Лицо Дарины озарило пламя свечи.

– Зажглась, наконец-то, —она поставила свечу на полку.

– По ходу, из «Градов» хуярят, – предположил Андрей.

– Ну да, уже штук сорок точно полетело, – Матвей крепко держал Флору за руку.

– Да когда они прекратят, в конце-концов! – голос Любы дрожал.

Через десять минут залпы ненадолго утихли.

– Дарина, а у тебя есть что покрепче? Кроме чая?

– Нет, у меня нет. Из пьянящего предпочитаю только любовь.

Стало тихо. Матвей скромно, вполголоса пропел:

– «Я и есть твой бог, меня зовут любовь…» – Рыб, помнишь?

– Ага.
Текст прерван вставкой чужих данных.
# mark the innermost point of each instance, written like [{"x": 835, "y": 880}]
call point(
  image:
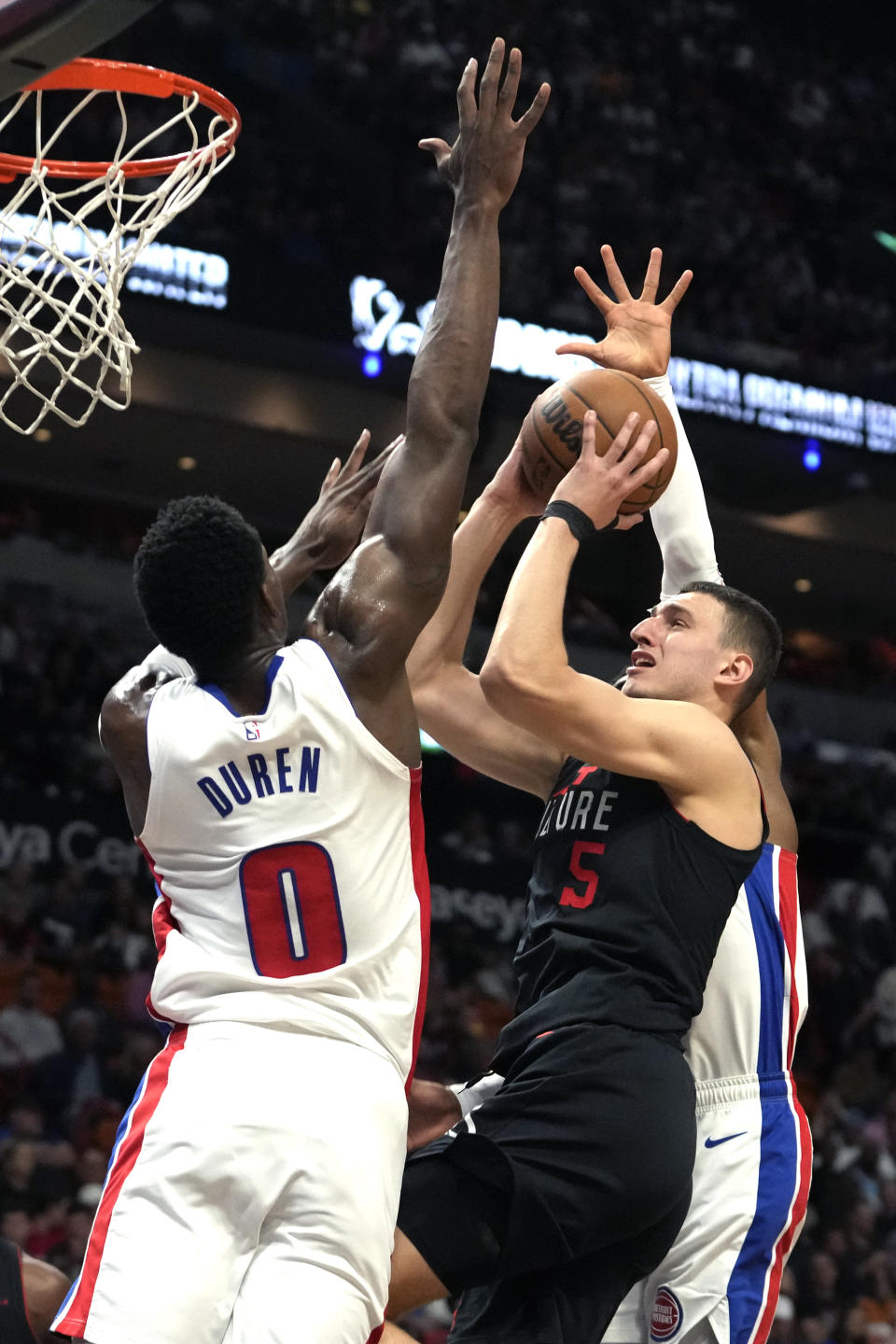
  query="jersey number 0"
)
[{"x": 292, "y": 909}]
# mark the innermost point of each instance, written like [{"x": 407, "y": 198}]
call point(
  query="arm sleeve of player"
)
[{"x": 679, "y": 516}]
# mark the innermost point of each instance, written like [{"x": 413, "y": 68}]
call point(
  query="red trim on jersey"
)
[
  {"x": 422, "y": 888},
  {"x": 124, "y": 1159},
  {"x": 789, "y": 916},
  {"x": 794, "y": 1224},
  {"x": 162, "y": 922},
  {"x": 581, "y": 777}
]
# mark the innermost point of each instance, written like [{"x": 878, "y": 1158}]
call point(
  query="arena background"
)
[{"x": 755, "y": 144}]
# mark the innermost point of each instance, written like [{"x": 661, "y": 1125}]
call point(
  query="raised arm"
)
[
  {"x": 526, "y": 678},
  {"x": 371, "y": 614},
  {"x": 448, "y": 696}
]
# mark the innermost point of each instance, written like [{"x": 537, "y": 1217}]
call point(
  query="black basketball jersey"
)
[
  {"x": 624, "y": 909},
  {"x": 14, "y": 1319}
]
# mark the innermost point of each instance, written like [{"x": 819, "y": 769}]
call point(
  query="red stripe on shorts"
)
[
  {"x": 788, "y": 907},
  {"x": 794, "y": 1224},
  {"x": 422, "y": 888},
  {"x": 76, "y": 1319}
]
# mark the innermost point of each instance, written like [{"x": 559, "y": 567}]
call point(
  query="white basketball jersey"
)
[
  {"x": 755, "y": 998},
  {"x": 287, "y": 854}
]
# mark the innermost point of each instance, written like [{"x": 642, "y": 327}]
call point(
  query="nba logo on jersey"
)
[{"x": 666, "y": 1316}]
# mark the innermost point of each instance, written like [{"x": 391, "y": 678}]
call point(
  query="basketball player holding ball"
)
[
  {"x": 575, "y": 1175},
  {"x": 274, "y": 791},
  {"x": 721, "y": 1279}
]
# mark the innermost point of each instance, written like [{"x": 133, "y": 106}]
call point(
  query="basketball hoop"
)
[{"x": 73, "y": 229}]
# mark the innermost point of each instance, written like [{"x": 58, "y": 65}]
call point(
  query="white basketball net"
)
[{"x": 66, "y": 247}]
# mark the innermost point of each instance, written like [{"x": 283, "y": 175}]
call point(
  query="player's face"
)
[{"x": 679, "y": 651}]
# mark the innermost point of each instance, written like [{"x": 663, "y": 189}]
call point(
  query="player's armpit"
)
[
  {"x": 690, "y": 753},
  {"x": 453, "y": 710}
]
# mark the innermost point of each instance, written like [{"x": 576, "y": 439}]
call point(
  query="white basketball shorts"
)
[
  {"x": 721, "y": 1281},
  {"x": 251, "y": 1195}
]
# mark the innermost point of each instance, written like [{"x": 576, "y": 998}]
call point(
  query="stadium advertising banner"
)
[
  {"x": 52, "y": 836},
  {"x": 382, "y": 327}
]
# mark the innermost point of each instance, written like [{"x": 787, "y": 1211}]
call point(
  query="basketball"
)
[{"x": 551, "y": 431}]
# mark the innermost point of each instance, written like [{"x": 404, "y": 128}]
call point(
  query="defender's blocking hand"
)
[
  {"x": 483, "y": 162},
  {"x": 598, "y": 485},
  {"x": 638, "y": 329}
]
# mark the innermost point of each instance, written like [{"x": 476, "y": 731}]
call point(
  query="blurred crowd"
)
[
  {"x": 77, "y": 958},
  {"x": 754, "y": 149}
]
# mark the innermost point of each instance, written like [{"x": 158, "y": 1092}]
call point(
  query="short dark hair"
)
[
  {"x": 198, "y": 573},
  {"x": 747, "y": 626}
]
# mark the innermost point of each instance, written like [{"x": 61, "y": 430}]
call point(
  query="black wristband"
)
[{"x": 575, "y": 519}]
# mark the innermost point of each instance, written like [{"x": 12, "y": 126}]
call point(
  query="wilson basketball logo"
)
[{"x": 666, "y": 1316}]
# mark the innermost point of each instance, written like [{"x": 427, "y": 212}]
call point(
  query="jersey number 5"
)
[
  {"x": 569, "y": 897},
  {"x": 292, "y": 909}
]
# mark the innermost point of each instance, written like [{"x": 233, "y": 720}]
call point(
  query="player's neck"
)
[{"x": 246, "y": 684}]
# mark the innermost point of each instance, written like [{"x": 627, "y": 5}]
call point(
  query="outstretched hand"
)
[
  {"x": 483, "y": 162},
  {"x": 329, "y": 531},
  {"x": 344, "y": 503},
  {"x": 638, "y": 329},
  {"x": 598, "y": 485}
]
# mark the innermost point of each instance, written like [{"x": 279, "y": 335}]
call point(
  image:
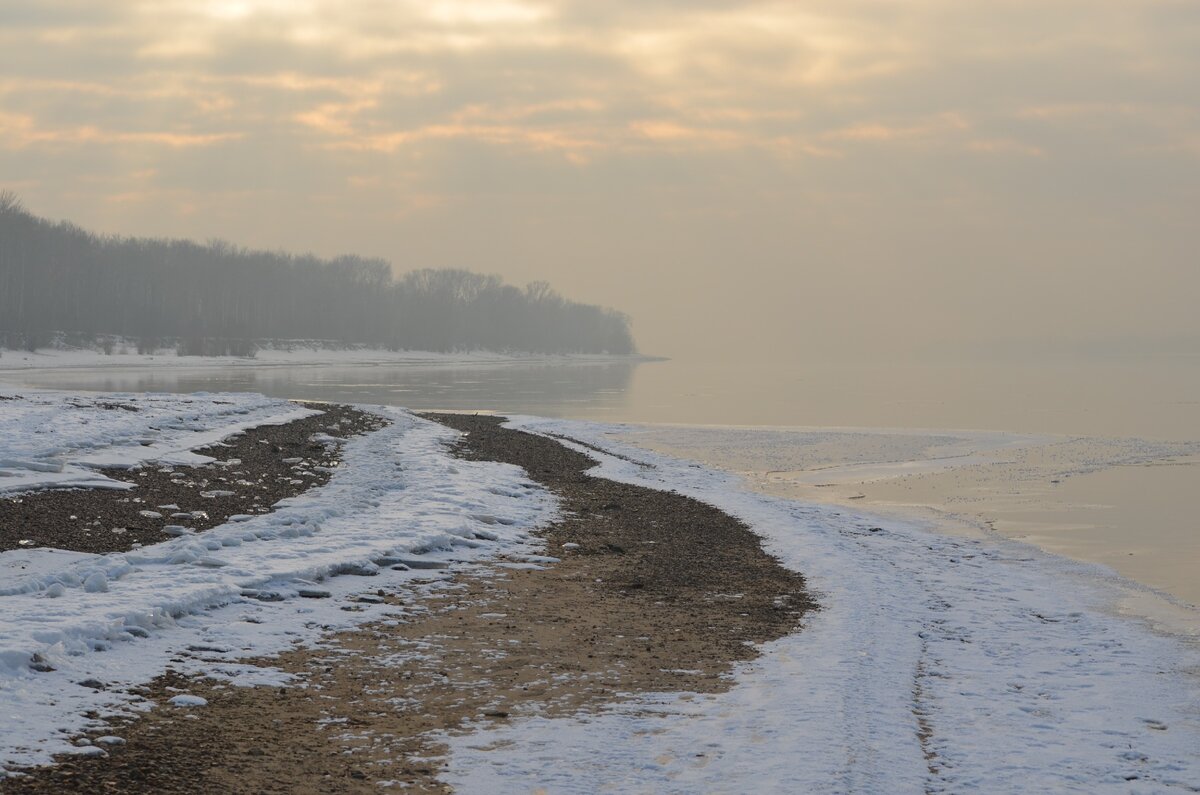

Я тебе её на рингтон ставила.

– Ой, вы бы видели Любу на первом уроке английского. Заходит учитель, начинает урок. Типа, давайте представляться. «My name is Anton Ivanovich and you?» – обратился он к Любе. И знаете, что она? Встаёт такая, деловая, юбку одёргивает и: «My name is Love». Мы так ржали всем классом. Учитель часто ей вспоминал первый урок.

Все улыбаясь смотрели на Любу, она немного смутилась.

– Подумаешь, нашёл с чего смеяться.

– Fish Love, – засмеялся Андрей. Люба показала ему язык.

– Ребята, думаю, нам стоит попытаться уснуть. Размещайтесь, кому как удобно. Андрей, как ты себя чувствуешь? Нужно обезболивающее?

– Не скажу, что это лучшее время в моей жизни. Болит, но терпимо.

– Если станет хуже – сразу же говори, – Дарина задула свечку.

– Помните этот сериал: ту-туруру-ру-руууу, – напел Матвей, – «Боишься ли ты темноты?»

– В нашем случае разница в том, что страшные истории рассказывать не надо. Мы, как бы, уже в ней. – ответил Андрей. – Всем спокойной ночи!

– Я вот только сейчас задумался над строками Блока «покой нам только снится». Если им снится покой, значит, они всё-таки спят? То есть, какие-то фрагменты покоя есть и фраза противоречит сама себе. Или это нарочно?

– Матвей! – Люба недовольно хмыкнула. – Умник, блин, дай поспать!